Given a parallel plate capacitor, fixed area A, and fixed separation d. Find the energy stored, before and after insertion of a slab of dielectric, which completely fills the space between plates, for each of the two cases:

a) Plates are connected to a battery which maintains constant potential difference

b) Plates are charged with fixed charges +Q and -Q, and battery disconnected.

Explain differences in the two cases.

For part a, I think the answers would be just:
Before insertion of dielectric: U = (1/2)CV^2 where C = A(epsilon)/d and
after insertion of dielectric: U = (1/2)KCV^2 where C = A(epsilon)/d and K is the dielectric constant.

But I'm not sure about part b.
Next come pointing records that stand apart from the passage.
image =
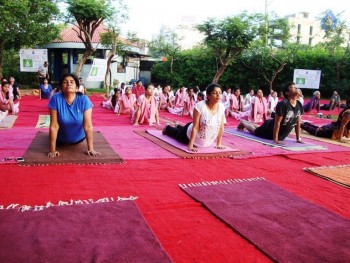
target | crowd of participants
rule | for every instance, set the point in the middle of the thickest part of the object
(270, 116)
(10, 96)
(144, 104)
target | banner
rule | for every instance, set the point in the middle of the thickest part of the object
(32, 59)
(98, 70)
(307, 78)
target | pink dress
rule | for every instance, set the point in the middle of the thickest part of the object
(236, 110)
(148, 111)
(179, 103)
(189, 105)
(259, 110)
(163, 101)
(127, 103)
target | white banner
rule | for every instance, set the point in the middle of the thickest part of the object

Thanks.

 

[dextercioby]

How about $U=\frac{Q^{2}}{2C}$,where C is the electric capacity before and after inserting the diellectric...?

Daniel.

 

[Doc Al]

For part a, I think the answers would be just:
Before insertion of dielectric: U = (1/2)CV^2 where C = A(epsilon)/d and
after insertion of dielectric: U = (1/2)KCV^2 where C = A(epsilon)/d and K is the dielectric constant.

You've got the right idea, but be careful how you express it. The capacitance changes when you insert the dielectric: before insertion, C = A(epsilon)/d; after insertion, C = KA(epsilon)/d.

U = (1/2)CV^2 is always true, but C changes, so U changes from (1/2)[A(epsilon)/d]V^2 to (1/2)K[A(epsilon)/d]V^2. (Don't write U = (1/2)KCV^2; that's not true!)

But I'm not sure about part b.

If the charge is fixed, what happens to the potential difference when the dielectric is inserted. (What happens to the electric field within the plates?)
In this case, both C and V change.

You can also write the stored energy directly in terms of Q and C. (Figure that out.) Then you'd only have to worry about C changing.

 

[meteorologist1]

Ok, I understand now. Thank you very much.